Das Bürstenmacher-Handwerk bestimmte ihr Leben. Zusammen mit ihrem Mann Johann Georg Pfeiffer war sie 40 Jahre lang unterwegs als Handelsreisende. Auch mit Unterstützung von Tochter Ingeborg waren die Eheleute Pfeiffer in Ermangelung eines eigenen Autos mit Bus und Bahn viele Tage auf Reise zu ihren Kunden auf den Fildern, im Raum Göppingen und im Hochschwarzwald. Zuhause wurde fleißig in der eigenen Bürstenmacher-Werkstatt gearbeitet. Das noch vorhandene Inventar, gespickt mit Raritäten, taugt als ein Stück Lützenhardter Ortsgeschichte für ein mögliches Bürstenmacher- und Heimatmuseum.
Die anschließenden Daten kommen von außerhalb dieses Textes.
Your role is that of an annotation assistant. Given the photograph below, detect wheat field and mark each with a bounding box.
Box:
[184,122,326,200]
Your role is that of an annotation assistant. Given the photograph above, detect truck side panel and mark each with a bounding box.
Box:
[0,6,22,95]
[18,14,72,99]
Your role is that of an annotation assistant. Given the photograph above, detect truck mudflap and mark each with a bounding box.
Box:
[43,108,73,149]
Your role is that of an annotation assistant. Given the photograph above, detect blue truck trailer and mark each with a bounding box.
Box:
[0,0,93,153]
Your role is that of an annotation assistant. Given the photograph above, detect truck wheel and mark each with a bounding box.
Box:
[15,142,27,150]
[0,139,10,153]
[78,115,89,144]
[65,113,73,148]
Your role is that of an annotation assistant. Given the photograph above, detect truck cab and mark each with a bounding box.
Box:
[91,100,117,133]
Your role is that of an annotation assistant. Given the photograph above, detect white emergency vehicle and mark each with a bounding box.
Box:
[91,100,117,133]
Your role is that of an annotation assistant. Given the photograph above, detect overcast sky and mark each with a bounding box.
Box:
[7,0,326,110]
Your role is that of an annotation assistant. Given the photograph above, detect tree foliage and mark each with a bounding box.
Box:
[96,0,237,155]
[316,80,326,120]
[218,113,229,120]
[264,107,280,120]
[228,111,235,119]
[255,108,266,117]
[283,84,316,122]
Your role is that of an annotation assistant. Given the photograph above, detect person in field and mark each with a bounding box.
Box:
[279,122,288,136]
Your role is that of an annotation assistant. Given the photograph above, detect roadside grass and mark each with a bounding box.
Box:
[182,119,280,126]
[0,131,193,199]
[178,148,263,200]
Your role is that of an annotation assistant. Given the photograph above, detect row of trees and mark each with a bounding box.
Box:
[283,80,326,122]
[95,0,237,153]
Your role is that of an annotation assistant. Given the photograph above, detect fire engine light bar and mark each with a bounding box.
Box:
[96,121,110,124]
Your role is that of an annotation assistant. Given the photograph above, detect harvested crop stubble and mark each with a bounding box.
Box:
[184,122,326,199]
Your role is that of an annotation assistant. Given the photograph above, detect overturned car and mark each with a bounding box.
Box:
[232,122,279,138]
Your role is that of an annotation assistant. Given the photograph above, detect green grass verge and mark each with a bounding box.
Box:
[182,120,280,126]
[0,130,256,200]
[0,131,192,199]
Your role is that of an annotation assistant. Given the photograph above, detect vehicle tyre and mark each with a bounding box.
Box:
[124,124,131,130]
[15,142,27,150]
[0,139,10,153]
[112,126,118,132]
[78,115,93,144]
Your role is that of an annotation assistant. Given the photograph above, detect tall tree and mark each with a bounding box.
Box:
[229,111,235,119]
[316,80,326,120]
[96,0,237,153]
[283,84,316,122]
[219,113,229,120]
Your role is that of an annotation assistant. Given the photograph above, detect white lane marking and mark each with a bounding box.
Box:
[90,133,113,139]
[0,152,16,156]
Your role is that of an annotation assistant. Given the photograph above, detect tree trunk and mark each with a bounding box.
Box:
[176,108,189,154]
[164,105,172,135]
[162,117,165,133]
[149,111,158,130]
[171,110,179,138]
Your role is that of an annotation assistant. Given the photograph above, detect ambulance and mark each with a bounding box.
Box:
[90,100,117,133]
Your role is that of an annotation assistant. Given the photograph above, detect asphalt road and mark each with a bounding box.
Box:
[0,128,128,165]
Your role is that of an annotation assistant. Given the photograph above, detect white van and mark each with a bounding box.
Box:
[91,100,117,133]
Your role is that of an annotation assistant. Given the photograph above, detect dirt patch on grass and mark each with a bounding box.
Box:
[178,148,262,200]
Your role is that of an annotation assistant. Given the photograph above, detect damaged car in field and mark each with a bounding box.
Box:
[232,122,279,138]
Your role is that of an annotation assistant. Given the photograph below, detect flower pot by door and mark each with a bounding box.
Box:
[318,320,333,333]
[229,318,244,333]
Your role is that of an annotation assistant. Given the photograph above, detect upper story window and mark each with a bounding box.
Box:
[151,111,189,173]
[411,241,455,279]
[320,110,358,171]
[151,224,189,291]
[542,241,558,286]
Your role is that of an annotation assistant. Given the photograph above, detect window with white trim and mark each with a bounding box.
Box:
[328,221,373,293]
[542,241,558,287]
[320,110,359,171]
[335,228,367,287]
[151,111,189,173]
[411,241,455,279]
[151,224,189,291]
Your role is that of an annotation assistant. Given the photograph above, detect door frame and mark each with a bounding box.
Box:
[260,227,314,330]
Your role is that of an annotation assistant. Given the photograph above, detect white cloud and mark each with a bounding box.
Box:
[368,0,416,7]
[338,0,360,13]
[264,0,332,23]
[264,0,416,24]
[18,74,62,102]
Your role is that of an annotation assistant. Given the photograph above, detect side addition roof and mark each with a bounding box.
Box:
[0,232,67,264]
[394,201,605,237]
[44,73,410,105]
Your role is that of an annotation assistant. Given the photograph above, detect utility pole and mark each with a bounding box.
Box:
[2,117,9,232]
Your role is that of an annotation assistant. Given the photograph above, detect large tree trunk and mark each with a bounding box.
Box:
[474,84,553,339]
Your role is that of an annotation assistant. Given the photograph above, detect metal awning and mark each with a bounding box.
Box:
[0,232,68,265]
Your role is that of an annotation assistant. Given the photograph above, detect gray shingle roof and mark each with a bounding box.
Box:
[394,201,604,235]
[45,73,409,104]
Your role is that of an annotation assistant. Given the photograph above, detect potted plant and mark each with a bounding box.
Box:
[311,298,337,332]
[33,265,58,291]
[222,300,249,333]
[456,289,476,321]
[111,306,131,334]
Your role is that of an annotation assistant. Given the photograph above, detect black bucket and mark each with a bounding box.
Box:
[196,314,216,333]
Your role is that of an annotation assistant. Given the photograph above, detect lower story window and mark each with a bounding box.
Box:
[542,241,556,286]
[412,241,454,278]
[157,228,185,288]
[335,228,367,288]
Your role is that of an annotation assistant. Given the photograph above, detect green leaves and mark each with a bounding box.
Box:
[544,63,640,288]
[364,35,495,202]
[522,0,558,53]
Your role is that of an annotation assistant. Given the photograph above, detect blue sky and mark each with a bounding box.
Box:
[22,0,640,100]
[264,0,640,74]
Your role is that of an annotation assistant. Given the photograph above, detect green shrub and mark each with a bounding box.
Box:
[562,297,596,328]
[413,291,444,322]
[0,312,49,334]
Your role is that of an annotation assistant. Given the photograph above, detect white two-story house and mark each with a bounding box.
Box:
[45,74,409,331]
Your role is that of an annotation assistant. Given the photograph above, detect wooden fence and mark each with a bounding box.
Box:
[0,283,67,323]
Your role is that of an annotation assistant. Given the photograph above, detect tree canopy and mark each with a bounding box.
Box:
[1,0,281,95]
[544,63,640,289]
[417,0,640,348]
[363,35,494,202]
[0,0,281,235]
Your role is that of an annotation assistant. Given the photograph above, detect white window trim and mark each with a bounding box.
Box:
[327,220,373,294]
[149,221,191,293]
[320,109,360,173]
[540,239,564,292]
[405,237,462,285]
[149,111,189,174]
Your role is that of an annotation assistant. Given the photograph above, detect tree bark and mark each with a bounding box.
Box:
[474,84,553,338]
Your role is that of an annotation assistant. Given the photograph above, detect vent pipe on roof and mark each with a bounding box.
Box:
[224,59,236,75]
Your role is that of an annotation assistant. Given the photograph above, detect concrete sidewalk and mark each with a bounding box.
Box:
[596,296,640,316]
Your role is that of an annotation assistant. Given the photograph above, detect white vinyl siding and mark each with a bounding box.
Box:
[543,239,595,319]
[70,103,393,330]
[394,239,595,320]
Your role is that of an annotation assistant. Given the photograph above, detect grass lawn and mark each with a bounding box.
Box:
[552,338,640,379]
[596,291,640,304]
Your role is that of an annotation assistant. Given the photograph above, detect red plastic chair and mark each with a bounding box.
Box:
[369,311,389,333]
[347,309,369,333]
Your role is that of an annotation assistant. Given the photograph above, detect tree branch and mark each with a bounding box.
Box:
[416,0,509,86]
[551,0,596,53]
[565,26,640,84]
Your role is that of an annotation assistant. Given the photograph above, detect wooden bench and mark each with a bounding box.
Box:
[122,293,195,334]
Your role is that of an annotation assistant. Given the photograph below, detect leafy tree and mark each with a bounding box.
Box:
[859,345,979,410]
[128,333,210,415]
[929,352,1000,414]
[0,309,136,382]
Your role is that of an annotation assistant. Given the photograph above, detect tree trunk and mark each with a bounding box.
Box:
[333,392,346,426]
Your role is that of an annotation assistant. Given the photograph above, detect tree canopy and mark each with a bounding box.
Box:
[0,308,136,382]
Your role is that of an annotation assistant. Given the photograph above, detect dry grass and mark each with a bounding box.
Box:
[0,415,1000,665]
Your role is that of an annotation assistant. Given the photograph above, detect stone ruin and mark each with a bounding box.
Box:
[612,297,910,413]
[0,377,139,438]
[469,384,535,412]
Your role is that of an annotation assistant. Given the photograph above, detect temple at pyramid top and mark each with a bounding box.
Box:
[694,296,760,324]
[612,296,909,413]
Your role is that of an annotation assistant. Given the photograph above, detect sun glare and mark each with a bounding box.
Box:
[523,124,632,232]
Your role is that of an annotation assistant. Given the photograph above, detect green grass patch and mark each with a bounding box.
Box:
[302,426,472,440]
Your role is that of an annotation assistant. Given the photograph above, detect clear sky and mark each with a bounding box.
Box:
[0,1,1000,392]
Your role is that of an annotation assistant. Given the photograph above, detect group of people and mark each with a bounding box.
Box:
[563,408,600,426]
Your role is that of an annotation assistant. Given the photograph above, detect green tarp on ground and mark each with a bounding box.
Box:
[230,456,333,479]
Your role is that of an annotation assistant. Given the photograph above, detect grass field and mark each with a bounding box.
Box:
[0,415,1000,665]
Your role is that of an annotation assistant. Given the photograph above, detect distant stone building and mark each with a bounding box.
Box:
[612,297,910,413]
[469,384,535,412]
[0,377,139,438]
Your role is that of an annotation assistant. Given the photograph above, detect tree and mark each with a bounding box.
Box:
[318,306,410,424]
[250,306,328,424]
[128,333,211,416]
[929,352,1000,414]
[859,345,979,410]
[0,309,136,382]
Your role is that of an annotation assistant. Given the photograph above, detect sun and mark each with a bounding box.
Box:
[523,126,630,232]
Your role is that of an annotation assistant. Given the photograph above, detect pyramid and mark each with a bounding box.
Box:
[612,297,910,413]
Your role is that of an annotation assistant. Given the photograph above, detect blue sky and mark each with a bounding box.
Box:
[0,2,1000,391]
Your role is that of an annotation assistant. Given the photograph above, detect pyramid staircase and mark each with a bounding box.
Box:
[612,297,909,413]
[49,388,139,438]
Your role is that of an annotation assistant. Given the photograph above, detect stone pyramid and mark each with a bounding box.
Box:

Während der Kriegsjahre mussten Bürsten gegen Nahrungsmittel wie Kartoffeln oder Mehl bei Bauern eingetauscht werden. Die schwere Last der Bürsten wurde von Haus zu Haus getragen. Eines Tages wurden sie aus einem Schneesturm von einem Taxi vor dem Erfrieren gerettet. Das Miteinander schweißte die Familie zusammen.

Eugenie Pfeiffer wurde am 25. September 1911 in Lützenhardt als drittes von fünf Kindern der Eheleute Josef Schmid und Ida, geborene Witzelmaier, geboren. Sie erlebte die Entbehrungen des Ersten und Zweiten Weltkriegs. Weil die Eltern arbeiteten, musste sie nach der Schulzeit ihre beiden jüngeren Brüder versorgen. Die Hochzeitsglocken läuteten für die Jubilarin am 18. Oktober 1943, an einem Montag, wie es damals so üblich war. Zur öffentlichen Hochzeit in der Krone in Lützenhardt musste das Brautpaar Getränke und Essen "in der schlechten Zeit" von Zuhause selbst mitbringen. Der Hochzeitszug mit der Musikkapelle führte in die katholische Herz-Jesu-Kirche. 1993 konnte sie mit ihrem Mann noch Goldene Hochzeit feiern. 1999 ist Johann Georg Pfeiffer verstorben.

Rückblende: An ihrem letzten runden Geburtstag sagte sie: "Mit 100 bin ich nicht mehr so strapazierfähig." Noch bis Frühjahr 2015 hat sie am öffentlichen Leben Anteil genommen. Etwas langweilig ist es ihr schon, da ihre Augen nicht mehr mitmachen beim Zeitung lesen. Sie ist nicht bettlägerig und kann auf die tägliche Versorgung ihrer einzigen Tochter Ingeborg Siebers vertrauen. Die Jubilarin kann jeden Tag aufstehen und selbst noch gut essen. "Sie war immer sehr fürsorglich für die ganze Familie", erzählt Tochter Ingeborg. "Gutes, das meine Mutter getan hat, kann ich ihr jetzt wieder zurückgeben durch die Pflege." Die Jubilarin blickt auf ein arbeitsames Leben zurück. "Die Familie ist mein ein und alles", bilanzierte sie schon an ihrem 100. Geburtstag im Jahr 2011. Glücksmomente erlebte sie durch die Geburt ihrer beiden Enkeltöchter Jutta und Heike.